Telefonuna sarılıp şıpın işi ortaya çıkan şamdanların fotografını çekerken Bak işte, dedi, akıllı telefonun yararlarından biri! Resmini çekiverip anında teşekkür notuma ekleyeceğim.

Kaykılarak oturduğum yerden Acelen ne, diye sordum. Daha önceki sahneyle, yolumuzun kesilmesiyle sabırsızlanan arkadaşımıza tepkisiyle oluşan çelişkiyi ise sonradan fark ettim.

Hani, nerede kaldı doğaya karışmanın esinlediği sabır?

Anında, hiç beklemeden, hemen şimdi. Gidişi, gidişleri atlayıp nereye varacaksak varalım bir an evvel.

Peki bu bizi bir noktadan diğerine zıplayan, seken, kayan huzursuz pireler haline getirmiyor mu?

Gitmeyi, giderken kayarcasına uyum içinde akmak kadar kesintiye de uğramayı, hedefin (nihayetinde hayatın) varılacak noktalar değil, asıl bu gidiş olduğunu unutturmuyor mu?

Hiç boşluk kalmasın isterken her şeyi sıkıştırarak ufacık zaman kapsüllerine sığdırma saplantısı. Ve böylece büyüyerek oluşan yeni boşlukları aynı güya boşluk doldurucuyla kapamaya çalışmak.

Kafesinde çarkını çılgınlaşan bir hızla çeviren laboratuar faresi.


Akıllı telefonun akılsız çıkmazı.

18 Mayıs 2017 Perşembe

HAYALİN KATLARI ARASINDA

Elimizi kolumuzu sallayarak karanlığa dalmak üzereydik ki görevli önümüzü keserek içeri sınırlı sayıda kişi aldıklarını söyledi. Döner bir uğultunun eşlik ettiği gölgelerin, çakıp sönen yansımalar, görüntü kırınımlarının sızdığı mekanın eşiğinde dikilip ne olduğunu pek de bilemediğimiz şey için epeyce bekledikten sonra ayaklarımıza galoşları geçirip çıkan iki kişinin yerine giriverdik.

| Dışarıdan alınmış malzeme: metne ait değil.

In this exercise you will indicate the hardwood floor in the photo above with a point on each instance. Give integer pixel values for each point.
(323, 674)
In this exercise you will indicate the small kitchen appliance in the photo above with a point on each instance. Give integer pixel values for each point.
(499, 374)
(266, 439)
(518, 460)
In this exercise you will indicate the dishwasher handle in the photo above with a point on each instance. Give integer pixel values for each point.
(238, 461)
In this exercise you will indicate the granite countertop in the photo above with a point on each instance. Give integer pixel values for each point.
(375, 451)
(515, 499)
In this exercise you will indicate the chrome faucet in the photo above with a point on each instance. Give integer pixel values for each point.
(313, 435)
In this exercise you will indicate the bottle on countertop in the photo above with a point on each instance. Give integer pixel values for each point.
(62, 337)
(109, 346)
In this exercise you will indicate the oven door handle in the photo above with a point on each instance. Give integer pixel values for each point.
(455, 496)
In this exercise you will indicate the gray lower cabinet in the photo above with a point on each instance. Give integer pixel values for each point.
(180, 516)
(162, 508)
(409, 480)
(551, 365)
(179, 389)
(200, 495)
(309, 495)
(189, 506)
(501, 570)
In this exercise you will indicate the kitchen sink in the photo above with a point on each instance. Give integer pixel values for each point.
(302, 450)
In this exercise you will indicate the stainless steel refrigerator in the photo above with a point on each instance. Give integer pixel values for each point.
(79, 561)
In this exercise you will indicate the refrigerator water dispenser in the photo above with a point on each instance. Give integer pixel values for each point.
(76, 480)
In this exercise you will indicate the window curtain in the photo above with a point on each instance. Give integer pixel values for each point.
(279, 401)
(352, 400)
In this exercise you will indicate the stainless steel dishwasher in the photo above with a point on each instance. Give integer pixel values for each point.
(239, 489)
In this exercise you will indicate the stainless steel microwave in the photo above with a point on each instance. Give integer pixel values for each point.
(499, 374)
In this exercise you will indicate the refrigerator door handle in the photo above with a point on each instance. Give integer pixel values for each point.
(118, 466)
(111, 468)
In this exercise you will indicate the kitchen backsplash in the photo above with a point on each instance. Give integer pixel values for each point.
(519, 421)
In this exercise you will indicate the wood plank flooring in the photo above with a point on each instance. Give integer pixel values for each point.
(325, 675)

Kendimizi çepeçevre bir algı kayması içinde bulduk. Görüntüler fırdolayı akıyor, ışık ile derinlerden, sanki gayya kuyusundan yükselen uğultu ağır ve düzensiz bir nabız temposuyla kısılıp açılıyordu. Ortasında on kişi aynalar arasında aşağının yukarıya karıştığı dipsiz bir düşüş ya da –başınızın yönüne göre- yükselişe yuvarlanmaktaydı.

İzleyici ortada bir çubuğa sabitlenmiş tablet aracılığıyla görüntü akışına müdahale edebiliyor, dönüp duran “belgeleri” ne olduğu seçilemez ufaklığa getirerek taşkın bir sele dönüştürebildiği ya da bu malzemeden tonozlar, kemerler vb formlar oluşturabildiği gibi aralarından seçtiklerini (Osmanlıca evrak, sigara kağıdı reklamı, duyurular, haberler, uyarılar) büyüterek öne çıkarabiliyordu.

Öyle bir sürükleniş, savruluştu ki bu, bulunduğumuz mekanın ayna kaplı bir silindirden, kapıldığımız selin ise buna yansıtılan, seçilerek büyütülüp küçültülen imgelerden ibaret olduğunu idrak etmek zaman aldı.

Refik Anadol’un pek çok açıdan baş döndürücü (daha ileri giderseniz kurdurduğu paralellerle aydınlanma yaşatıcı) Arşiv Rüyası adlı medya enstalasyonu 11 Haziran’a kadar Salt Galata’da.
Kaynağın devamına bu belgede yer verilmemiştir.